JAMES OGENYI OGEBE, JCA: I read in advance the lead judgment of my learned brother Akpiroroh JCA just delivered and I agree with his reasoning and conclusion.

 

I allow the appeal, set aside the judgment of the lower court and dismiss the respondents’ claim before that court. The appellant is entitled to costs of N5, 000.00.

 

ABOYI JOHN IKONGBEH, J.C.A: The respondents, as plaintiffs in the court below, embarked upon a foolhardy venture when they agreed to dispense with oral evidence without ensuring that the documents put in evidence supported the traditional history they had pleaded as to their root of title in their statement of claim. As events turned out, none of the documents before the learned trial Judge went anywhere near the direction of establishing the traditional history. There were 5 of them. Exh.

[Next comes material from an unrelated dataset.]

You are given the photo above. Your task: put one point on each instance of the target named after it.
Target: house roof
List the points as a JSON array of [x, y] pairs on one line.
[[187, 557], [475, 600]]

A was the record of proceedings in an Okigwe Magistrate’s court case between one Sunday Iwu as plaintiff and the present defendant/appellant and another as defendants. Exh. B was a statement of claim in another trespass case. Exhs. C and D were the survey plans submitted by the parties herein. Exh. E was another plan. None of these had any bearing whatsoever on the traditional history as to root of title pleaded by the plaintiffs/respondents in paragraphs 4-6 of their statement of claim.

 

The fact that the appellant too had agreed to this arrangement did not mean that he had admitted the facts as to the traditional history pleaded. It only meant that he had agreed that the plaintiffs/respondents could rely on any documents they wanted, provided they supported the traditional history pleaded. He had in paragraph 7 of his own pleading stoutly denied the averments in the statement of claim and thus joined issue on them with the respondents. The burden of proving these averments, therefore, still rested squarely on the respondents to establish same. They were perfectly at liberty to opt not to call oral evidence but rely only on documentary evidence. If those documents fail to establish their traditional history, especially as to their root of title, as has happened here, they would have themselves to blame as their claims must fail, as they clearly failed in this case.

 

Looking at everything, I too see merit in the complaint by the appellant that the learned trial Judge based his decision not on evidence but on the averments in the statement of claim, which, to make matters worse, were clearly and unequivocally denied and not proved by the plaintiffs. The respondents gambled and lost. They, and not the appellant, should be left to hold the bag.

 

This appeal succeeds and I tool allow it. I abide by all the consequential orders.

 

Cases referred to in the judgment

Elias v. Omo Bare (1982) 5 S.C.25.

Ikyereveiodye v. Tor Ihayambo S.C 112/93.

Idundun v. Daniel Okumagba (1976) 9-10 S.C. 227.

Kodilinye v. Odu (1935) 2 WACA 136.

Onobruchere v. Esegine (1986) 1 NWLR (Pt. 19) 799.

Total Ltd v. Nwako (1978) 5 S.C. 1.

Ueojiako v. Ezenamuo (1990) 1 NWLR (Pt. 126) 253.